…..Late to the Game

  • by Maida Korte

“Punctuality is the politeness of kings.”  – Louis XVIII of France

          I used to be late all the time.  I am now late less and moving toward never but I can’t promise.   I come from good ‘lateness’ stock. My mother was late, my grand-mother on my mother’s side was late, my mother’s brothers were late and I am pretty sure my cousins are now infected with the lateness gene and that is why we rarely connect any more.  If you multiply late with later you get so late that you can’t ever see anyone and then it is too late.  My brothers and sisters are late unless it is something really important like surgery to which we are only sometimes late.  Come to think of it, my mother was only late when she was driving.  She would get lost driving to my Gramma’s, her mother, even though Gramma Lin lived in the same place for decades.  We never took the same route twice once arriving in some sort of encampment where no one spoke English.  The bumpy off-road that went on for miles just felt like maybe this way this time.

          Coming late to the game implies a different sort of lateness.  Late to understand a contemporary turn of phrase, late to a new fashion trend or just slow in realizing a new idea or thought.  I am late to the game much of the time lately (hah!) and have come to embrace my reaction of brow raised joy when I do ultimately arrive at the thought destination.  It is easy to handle the fashion issue.  By your 60’s you can wear anything and no one really knows if this is just dumb luck or strange confidence – this splayed look of color splashes, large belt buckles, chunky jewelry, scarves tied to any part of the body, large bags toting enormous amounts of necessary paraphernalia, earrings that tell stories and hats.  I am new to hats as my daughters have forbid me to wear them.  Think hat with thin tendrils of hair sneaking out around the edges framing the face exhausted looking for a place to go.  My sister told me to be brave and so I bought my first hat recently and I look at it shyly.  Jenny said to grab it, slam it down far on my head tucking my hair behind my ears and then go.  She said it is all in the slam – no gentle setting – wham it down – and walk briskly to the door.  I am practicing, my hat and me. 

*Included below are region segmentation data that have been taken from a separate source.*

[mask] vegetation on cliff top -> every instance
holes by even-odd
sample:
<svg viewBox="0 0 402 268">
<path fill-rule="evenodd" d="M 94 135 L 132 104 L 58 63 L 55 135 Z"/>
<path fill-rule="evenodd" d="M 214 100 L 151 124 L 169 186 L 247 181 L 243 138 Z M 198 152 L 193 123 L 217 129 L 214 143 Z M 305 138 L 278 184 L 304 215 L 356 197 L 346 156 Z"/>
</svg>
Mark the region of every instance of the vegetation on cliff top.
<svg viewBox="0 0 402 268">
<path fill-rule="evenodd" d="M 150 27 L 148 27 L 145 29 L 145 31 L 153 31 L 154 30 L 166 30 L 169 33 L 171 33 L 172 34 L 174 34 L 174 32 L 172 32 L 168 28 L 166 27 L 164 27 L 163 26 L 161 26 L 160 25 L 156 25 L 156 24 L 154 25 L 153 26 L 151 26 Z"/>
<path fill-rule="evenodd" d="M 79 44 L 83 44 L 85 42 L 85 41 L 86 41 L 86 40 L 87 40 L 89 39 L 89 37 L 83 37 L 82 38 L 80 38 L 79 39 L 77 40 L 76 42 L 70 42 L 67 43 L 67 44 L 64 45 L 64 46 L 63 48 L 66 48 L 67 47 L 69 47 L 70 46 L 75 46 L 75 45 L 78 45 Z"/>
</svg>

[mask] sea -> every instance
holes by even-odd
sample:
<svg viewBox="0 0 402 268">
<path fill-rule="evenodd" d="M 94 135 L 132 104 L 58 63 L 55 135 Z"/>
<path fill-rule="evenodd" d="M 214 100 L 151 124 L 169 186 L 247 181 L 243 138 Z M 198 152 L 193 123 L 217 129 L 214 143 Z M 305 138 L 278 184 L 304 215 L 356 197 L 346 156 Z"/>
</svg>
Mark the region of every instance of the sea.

          The thought time delay had me announce to Andy recently that I have a problem.  He said, ‘Now what?’  I plunged ahead and told him that I couldn’t remember where I put my swim suit that I needed but hid because I am embarrassed to wear it, and I can’t find the special soap I bought for the powder room that smells like a nectarine in a sudden spring shower (says so right on the label), or my jeans with the real rips not the fake rips purchased at the store, and so I think I have dementia.  Andy put his finger on the paper to mark the place where he was reading, looked up to find my eyes and told me that he couldn’t find anything either, as though my comfort would be in knowing that both of us will wander thru the house looking for obscure items together.  I could see that working though, purposeful wandering.  I reflected on this for a while and then expressed my concern about ideas and that my broad visionary inner life was going down pathways and couldn’t find their way back to the point.  You see, I am broad brush by nature.  Big ideas and big plans with smallish results but great joy in the expansive thought.  I love story-telling and my girls never want me to tell them about a movie they haven’t seen yet because they say I ruin it by making my descriptives better than the actual scene.  This is important I tell my husband.  By now he folds his paper and pats his thigh for me to come sit by him which I do.  He pulls me close and tells me that I am fine, wonderful actually and we will walk together into the depths of aging and all that comes with it.  He tells me not to be afraid which he can see I am and so this man’s mostly unexpressed inner life opens a window just enough to allow me to see his quiet strength and that he knows me.  And again, he is right, I am fine.